Visitors per month is usually the number of unique visitors per day times the number of days in the month. That means a loyal audience of 1,000 visitors which visits your site every day will look like 30,000 visitors in your monthly website traffic stats.
Visitors are the most quoted stats, but they’re not the most important stats. I always say that more traffic can sometimes mean less money. So what matters most is how many of the right type of visitors you get. For that, you need to track goals.
Website Traffic Statistics: Goals
Google Analytics and some other website traffic stats software lets you track user activity on your site to find out which visitors perform specific actions on your website. It calls these actions, “goals”.
If you run an advertisement-based website, you goal is to get visitors to click your ads. If you run an affiliate or product-based website, your goal is to get visitors to buy products. If you run a mailing list-based website, your goal is to get visitors to subscribe to your list.
All of these goals can be tracked so you can see not just
Website Traffic Stats: Referrals
On most sites, most visitors are a bust. They don’t earn you any money. They don’t click ads, buy products, or subscribe to lists. But there are a few exceptions—a few visitors who do meet your goals, visitors we call customers.
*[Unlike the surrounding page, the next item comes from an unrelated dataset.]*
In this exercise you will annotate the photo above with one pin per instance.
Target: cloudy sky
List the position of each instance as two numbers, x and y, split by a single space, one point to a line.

Your job is to find the difference between customers and non-customers. Often the major difference is who sent the customers to your site.
Every time you click a link on the Web using a non-private browser, your Web browser sends the location of the last page you visited to the page you’re currently loading. This is called a referral. For example, if you search for “example” on Google, you’ll be on a page with a URL like “google.com/search?q=example”. When you click on a link to example.com, your browser will tell example.com that you came from the page “google.com/search?q=example”.
Your website traffic stats collects all of the referral information from the people who visit your site and adds it up. More importantly, it also lets you filter the results by only the visitors who completed the goal action—your customers.
You may receive 50% of your traffic from Google—but you may also discover that 90% of you customers come from blog referrals. If that’s the case and you continue trying to improve your Google rank, you’ll be wasting 90% of your effort. That is one way of fighting the 80/20 rule of internet marketing, cut out the work that does not produce results and stick to the stuff that does.
There are other sections in your statistics, but you’ll get the most benefit from visitor, goal, and referral website traffic stats.